L’azienda, specializzata da oltre 40 anni nei servizi di analisi chimiche, microbiologica e biologica, ha acquisito due nuovi laboratori, ampliando così la sua expertise nel settore delle analisi alimentari e dei materiali, e rendendo ancora più capillare la sua presenza sul territorio.

Il Gruppo dal 2018 ad oggi ha investito oltre 200 milioni di euro per attività di acquisizione ed integrazione, e per il 2020 sono previsti ulteriori investimenti. I laboratori che entreranno a far parte del Gruppo, leader in Italia, sono il Chimiclab di Roma e il 3A di Padova, entrambi altamente specializzati nell’analisi microbiologiche e chimiche per il settore alimentare e con una particolare esperienza nella GDO e nella ristorazione collettiva, oltre al settore dei materiali.
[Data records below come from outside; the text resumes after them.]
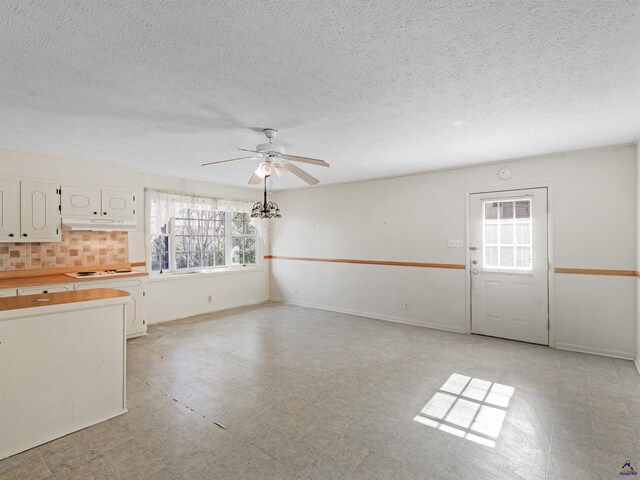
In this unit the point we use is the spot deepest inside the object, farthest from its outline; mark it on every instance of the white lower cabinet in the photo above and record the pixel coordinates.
(136, 323)
(45, 289)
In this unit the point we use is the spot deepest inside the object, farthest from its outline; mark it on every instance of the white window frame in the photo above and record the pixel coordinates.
(218, 268)
(515, 245)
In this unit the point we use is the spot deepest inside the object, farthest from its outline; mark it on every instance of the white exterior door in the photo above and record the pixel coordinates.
(80, 201)
(9, 211)
(509, 265)
(39, 212)
(118, 204)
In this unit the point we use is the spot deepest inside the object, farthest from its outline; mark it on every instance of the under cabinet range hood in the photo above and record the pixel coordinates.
(99, 224)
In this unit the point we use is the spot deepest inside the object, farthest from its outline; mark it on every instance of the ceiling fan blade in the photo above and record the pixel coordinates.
(311, 180)
(312, 161)
(230, 160)
(254, 180)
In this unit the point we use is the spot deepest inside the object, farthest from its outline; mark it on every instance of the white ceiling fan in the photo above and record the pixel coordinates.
(275, 159)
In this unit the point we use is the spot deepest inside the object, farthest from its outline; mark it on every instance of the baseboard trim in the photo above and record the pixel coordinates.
(596, 351)
(373, 316)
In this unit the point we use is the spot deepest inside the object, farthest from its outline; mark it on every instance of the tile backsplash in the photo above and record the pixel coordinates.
(77, 249)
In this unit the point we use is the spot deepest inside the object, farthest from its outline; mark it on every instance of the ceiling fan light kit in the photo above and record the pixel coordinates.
(274, 158)
(265, 209)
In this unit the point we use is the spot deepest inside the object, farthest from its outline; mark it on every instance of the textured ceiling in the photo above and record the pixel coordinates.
(376, 88)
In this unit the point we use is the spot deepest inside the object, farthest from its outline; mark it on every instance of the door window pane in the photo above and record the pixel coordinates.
(507, 235)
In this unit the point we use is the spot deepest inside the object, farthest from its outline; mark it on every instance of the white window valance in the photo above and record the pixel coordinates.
(233, 205)
(162, 205)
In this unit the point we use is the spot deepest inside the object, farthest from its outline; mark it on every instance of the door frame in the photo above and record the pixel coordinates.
(497, 188)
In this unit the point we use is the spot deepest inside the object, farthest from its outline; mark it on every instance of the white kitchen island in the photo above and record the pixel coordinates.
(62, 364)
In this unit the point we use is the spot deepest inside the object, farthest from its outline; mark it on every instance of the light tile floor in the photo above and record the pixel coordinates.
(281, 392)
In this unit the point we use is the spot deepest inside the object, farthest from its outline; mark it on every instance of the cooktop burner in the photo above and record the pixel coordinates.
(103, 273)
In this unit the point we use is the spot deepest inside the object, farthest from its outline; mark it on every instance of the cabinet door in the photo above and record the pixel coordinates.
(80, 201)
(9, 211)
(118, 204)
(39, 212)
(136, 325)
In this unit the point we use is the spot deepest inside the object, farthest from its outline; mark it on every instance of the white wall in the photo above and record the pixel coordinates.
(411, 218)
(638, 256)
(166, 299)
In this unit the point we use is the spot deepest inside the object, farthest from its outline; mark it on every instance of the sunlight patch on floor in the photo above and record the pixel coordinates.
(468, 407)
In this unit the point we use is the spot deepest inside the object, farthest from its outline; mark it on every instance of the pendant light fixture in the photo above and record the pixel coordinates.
(265, 209)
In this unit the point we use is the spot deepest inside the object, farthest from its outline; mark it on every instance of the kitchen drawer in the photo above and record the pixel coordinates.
(45, 289)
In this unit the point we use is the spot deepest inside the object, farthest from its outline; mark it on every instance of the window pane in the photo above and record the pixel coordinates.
(158, 226)
(195, 259)
(491, 257)
(523, 257)
(250, 228)
(182, 260)
(249, 257)
(506, 257)
(220, 251)
(506, 210)
(216, 228)
(523, 233)
(491, 233)
(523, 209)
(506, 234)
(159, 253)
(237, 227)
(491, 210)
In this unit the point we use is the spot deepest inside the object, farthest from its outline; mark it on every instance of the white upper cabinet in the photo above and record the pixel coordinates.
(118, 204)
(39, 212)
(80, 201)
(9, 210)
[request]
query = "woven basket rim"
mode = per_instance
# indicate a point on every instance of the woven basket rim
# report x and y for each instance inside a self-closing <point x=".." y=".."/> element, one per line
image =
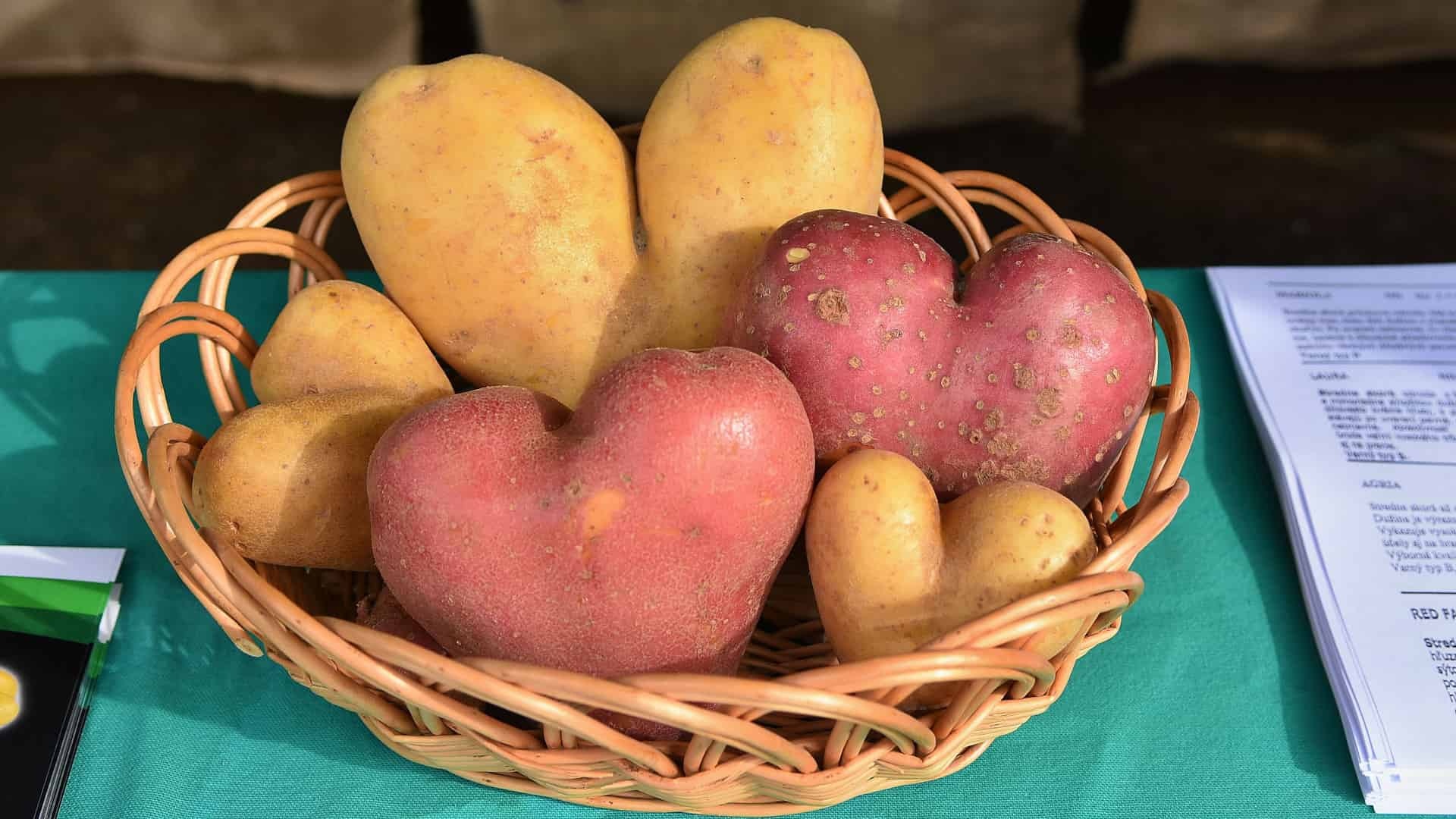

Lifeanalytics conta adesso 28 laboratori, distribuiti sul territorio nazionale, ed una presenza ancora più capillare in 13 regioni.

L’integrazione di nuove realtà è uno dei principali driver che da sempre guidano la strategia di mercato di Lifeanalytics, condivisa anche dal suo owner Lifebrain, e che ha permesso al network di prevedere una chiusura in positivo del +4% rispetto al 2019 con un fatturato stimato di 45 milioni di euro per il 2020. Già ad agosto le stime si erano rivelate positive: rispetto allo stesso mese del 2019 l’azienda ha registrato +22% e, in previsione, nel periodo autunnale il Gruppo segnerà uno stimato +10% mensile, recuperando la maggior parte delle perdite subite durante il lockdown.

Lifeanalytics conta infatti uno dei più imponenti team sales a livello nazionale, formato da oltre 70 persone, tra dipendenti e collaboratori, ovvero il 13% della sua forza lavoro.

L’integrazione di nuovi laboratori ha come obiettivo l’efficientamento dell’offerta di analisi ai clienti, non solo in termini di procedure ma anche a livello di qualità e sicurezza. Gli elevati standard del Gruppo consentono infatti la tracciabilità dei processi diagnostici, garantendo così la qualità del dato analitico e una maggiore rapidità ed efficacia nella risposta.